2015年1月6日 星期二

Forget Russia or China- Why the Netherlands May Be First to Launch a Gold Backed Currency

www.silverdoctors.com全文

The Netherlands (and likely Germany as well) made concrete plans in 2012 to switch to a new currency in case the euro would crash.   Not long after the emergency currency was ready the Dutch began repatriating 122.5 tonnes of gold from New York.
This can be very important as there is a possibility the Euro-crisis will ignite again.
Monday we learned Greece will have new elections on January 25 that could bring the anti-bailout Syriza party to power, risking Greece’s membership of the Eurozone.
Will the first nation to launch a new gold-backed currency be Russia China The Netherlands??

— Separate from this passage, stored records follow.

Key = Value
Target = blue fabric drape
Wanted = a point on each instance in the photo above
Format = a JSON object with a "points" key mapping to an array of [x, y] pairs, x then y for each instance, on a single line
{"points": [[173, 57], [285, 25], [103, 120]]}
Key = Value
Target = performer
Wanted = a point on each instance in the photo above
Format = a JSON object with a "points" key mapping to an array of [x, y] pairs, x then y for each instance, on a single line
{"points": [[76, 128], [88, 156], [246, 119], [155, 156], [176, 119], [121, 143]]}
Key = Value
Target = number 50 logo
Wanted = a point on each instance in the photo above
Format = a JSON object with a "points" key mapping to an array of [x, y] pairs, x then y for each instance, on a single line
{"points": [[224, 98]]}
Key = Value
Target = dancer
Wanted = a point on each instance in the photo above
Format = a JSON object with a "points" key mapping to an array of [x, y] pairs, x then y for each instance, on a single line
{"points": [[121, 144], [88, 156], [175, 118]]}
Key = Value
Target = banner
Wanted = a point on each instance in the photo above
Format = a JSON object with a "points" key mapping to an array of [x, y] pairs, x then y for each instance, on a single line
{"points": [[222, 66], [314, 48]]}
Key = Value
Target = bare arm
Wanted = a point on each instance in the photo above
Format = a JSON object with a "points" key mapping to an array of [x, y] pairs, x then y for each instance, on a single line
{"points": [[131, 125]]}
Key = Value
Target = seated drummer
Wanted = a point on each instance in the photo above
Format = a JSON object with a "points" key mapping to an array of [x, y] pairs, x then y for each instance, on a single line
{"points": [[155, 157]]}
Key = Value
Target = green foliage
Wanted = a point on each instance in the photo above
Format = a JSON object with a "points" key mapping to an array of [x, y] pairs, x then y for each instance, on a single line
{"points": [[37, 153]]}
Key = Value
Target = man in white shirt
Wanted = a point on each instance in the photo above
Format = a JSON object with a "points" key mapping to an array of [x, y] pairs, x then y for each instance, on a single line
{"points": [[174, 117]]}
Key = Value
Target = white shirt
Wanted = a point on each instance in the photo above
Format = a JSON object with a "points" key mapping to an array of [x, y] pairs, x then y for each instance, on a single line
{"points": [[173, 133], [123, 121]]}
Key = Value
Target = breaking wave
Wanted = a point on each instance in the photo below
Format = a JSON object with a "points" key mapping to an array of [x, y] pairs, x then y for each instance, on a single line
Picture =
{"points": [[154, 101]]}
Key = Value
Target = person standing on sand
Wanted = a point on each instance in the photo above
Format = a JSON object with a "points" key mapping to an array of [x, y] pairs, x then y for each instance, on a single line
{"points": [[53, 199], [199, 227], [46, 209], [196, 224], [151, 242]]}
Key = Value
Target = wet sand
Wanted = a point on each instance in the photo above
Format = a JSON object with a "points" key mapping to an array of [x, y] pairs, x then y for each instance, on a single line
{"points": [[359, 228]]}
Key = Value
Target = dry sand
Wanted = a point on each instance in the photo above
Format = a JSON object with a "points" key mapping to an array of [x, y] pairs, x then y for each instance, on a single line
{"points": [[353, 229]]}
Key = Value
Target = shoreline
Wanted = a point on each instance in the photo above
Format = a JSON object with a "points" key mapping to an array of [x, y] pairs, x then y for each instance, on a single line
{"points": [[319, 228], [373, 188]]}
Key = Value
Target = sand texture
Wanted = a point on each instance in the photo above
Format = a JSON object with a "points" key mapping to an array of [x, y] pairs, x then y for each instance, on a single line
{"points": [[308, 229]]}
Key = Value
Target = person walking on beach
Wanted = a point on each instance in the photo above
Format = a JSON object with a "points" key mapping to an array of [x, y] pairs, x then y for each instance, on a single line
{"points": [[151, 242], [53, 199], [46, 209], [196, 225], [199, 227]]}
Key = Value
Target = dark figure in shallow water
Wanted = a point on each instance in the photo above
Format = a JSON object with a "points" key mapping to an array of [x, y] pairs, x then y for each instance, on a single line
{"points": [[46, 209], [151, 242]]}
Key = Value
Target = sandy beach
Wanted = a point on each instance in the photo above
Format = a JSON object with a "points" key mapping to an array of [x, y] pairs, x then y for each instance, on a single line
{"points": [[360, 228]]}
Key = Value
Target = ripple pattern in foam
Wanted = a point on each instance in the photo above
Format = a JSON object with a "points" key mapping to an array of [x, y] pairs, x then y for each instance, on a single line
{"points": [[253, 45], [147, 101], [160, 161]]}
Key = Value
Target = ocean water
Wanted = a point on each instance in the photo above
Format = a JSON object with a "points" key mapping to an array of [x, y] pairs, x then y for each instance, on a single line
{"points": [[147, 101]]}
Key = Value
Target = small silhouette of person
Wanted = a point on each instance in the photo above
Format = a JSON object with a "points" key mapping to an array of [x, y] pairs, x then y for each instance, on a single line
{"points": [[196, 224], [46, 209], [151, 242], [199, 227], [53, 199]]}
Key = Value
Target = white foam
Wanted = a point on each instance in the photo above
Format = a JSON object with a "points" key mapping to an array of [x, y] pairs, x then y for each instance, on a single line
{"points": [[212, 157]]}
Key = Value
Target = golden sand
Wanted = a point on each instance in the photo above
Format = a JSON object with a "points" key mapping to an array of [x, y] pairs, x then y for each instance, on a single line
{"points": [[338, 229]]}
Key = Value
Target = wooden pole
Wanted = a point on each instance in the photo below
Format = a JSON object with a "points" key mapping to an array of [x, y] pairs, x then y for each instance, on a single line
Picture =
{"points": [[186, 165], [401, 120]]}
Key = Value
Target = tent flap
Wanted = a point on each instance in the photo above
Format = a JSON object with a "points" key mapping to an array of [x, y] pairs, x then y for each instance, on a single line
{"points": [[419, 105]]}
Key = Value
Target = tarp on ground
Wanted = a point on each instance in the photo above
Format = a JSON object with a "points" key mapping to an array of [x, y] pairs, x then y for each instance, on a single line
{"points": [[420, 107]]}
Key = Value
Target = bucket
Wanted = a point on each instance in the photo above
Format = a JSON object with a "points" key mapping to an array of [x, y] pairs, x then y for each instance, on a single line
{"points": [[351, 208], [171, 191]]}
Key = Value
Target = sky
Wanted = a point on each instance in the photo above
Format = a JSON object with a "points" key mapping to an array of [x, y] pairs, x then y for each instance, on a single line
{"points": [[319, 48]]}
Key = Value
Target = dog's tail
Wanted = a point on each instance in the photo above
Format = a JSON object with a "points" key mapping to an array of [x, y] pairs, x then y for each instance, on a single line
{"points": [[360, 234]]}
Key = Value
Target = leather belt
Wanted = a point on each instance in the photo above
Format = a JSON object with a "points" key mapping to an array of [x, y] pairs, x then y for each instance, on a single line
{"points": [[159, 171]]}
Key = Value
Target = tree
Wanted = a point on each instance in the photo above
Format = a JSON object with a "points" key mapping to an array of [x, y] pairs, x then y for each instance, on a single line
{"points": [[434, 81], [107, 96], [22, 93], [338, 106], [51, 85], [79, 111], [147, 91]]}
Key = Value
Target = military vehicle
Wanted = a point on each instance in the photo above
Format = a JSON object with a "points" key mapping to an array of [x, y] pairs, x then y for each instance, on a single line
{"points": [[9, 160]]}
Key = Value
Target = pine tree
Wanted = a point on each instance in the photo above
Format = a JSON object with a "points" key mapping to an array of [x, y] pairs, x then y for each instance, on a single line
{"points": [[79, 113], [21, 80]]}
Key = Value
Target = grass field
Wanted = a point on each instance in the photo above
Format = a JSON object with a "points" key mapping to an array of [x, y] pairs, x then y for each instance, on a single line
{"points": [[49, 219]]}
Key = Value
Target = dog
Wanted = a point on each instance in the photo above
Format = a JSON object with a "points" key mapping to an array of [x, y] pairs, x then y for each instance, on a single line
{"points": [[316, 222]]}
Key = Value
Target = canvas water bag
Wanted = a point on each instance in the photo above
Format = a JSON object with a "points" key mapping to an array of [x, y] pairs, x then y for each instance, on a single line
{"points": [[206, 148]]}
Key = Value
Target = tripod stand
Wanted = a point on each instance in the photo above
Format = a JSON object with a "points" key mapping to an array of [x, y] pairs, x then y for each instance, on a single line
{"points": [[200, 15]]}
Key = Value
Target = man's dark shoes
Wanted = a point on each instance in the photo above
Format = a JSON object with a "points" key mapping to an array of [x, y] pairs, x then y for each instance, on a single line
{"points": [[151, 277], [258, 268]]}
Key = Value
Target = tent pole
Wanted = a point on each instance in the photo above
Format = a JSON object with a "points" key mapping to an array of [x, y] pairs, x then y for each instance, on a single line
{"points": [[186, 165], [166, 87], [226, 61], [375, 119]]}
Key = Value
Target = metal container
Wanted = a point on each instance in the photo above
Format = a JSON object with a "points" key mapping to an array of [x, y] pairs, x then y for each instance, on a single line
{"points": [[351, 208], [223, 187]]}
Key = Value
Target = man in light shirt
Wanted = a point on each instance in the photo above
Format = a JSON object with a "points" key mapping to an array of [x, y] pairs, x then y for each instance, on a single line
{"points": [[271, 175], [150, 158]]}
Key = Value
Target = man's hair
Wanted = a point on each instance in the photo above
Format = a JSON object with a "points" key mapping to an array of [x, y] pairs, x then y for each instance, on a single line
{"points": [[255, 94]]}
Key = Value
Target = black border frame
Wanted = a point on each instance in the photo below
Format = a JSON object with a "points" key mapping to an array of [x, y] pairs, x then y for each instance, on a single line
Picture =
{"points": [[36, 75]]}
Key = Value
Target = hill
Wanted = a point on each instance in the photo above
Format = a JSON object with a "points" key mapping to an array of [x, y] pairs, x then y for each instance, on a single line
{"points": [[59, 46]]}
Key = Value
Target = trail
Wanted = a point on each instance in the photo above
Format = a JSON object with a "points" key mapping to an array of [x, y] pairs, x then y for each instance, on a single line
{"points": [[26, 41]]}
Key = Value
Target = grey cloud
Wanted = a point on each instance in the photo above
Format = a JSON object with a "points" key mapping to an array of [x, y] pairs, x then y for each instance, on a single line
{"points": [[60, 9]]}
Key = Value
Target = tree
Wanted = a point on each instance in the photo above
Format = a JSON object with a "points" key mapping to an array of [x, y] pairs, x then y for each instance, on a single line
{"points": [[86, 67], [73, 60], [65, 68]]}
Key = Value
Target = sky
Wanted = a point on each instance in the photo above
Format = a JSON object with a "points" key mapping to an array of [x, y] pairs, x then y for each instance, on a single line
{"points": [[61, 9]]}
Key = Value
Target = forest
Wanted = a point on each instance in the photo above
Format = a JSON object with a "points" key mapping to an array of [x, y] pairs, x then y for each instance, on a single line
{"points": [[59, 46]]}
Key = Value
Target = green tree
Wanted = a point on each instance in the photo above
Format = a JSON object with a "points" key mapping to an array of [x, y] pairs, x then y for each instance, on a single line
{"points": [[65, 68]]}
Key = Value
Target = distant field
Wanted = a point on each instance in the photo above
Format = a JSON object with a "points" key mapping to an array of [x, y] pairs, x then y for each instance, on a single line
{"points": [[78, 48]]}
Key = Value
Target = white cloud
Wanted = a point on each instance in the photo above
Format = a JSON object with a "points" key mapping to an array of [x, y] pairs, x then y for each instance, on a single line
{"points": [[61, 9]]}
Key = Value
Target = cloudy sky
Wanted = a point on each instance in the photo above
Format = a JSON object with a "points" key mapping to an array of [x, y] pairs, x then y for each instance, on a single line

 Submitted by Koos Jansen:

What Do We Know?

Researchers from Argos Medialogica, a Dutch TV documentary about Greece and the Eurocrisis 2010-2012 (broadcasted November 18, 2014), were told the Dutch emergency currency was called the Florijn. The voice over in the documentary states:
One of the emergency scenarios, according to anonymous sources, is the introduction of a new Dutch currency, the Florijn.
A spokesperson from the Dutch Ministry Of Finance couldn’t confirm nor deny the Florijn back-up plan. “We were prepared for everything, but our main goal was to keep the euro together”, said the spokesperson. Klaas Knot, Governor of the Dutch Central Bank since July 2011, stated the following in an interview in March 2014:
Interviewer: Were there moments on which you thought, it’s going to collapse? The euro will collapse in 2012; we’re going to lose it?

Klaas Knot: There certainly have been moments that I thought about this. There were also moments that we started to think, within the central bank, about emergency scenarios, we made preparations.

Interviewer: You made those preparations, back to the guilder? [the guilder was the Dutch currency before the euro]

Klaas KnotIf it would have been the guilder is not sure, but yes, we were prepared for scenarios in which we were confronted with the collapse of the euro. And then you must think of course, what are we going to do? No matter how much we didn’t want this scenario to happen. You must, as a central banker, always be prepared for all possible outcomes.  

Interviewer: If I would ask you in ten years, or perhaps you can answer this question now; we were, at that moment, dangerously close to a financial meltdown in Europe? And when was this? 

Klaas Knot: It was in the summer of 2012, also previously in late 2011. There were two occasions on which we had to act. We had to do something that was within our mandate. We had the feeling we were in trapped a situation that we didn’t cause. We had to act, we were the only ones that could act, and we did act. It was a situation I never want to be in again.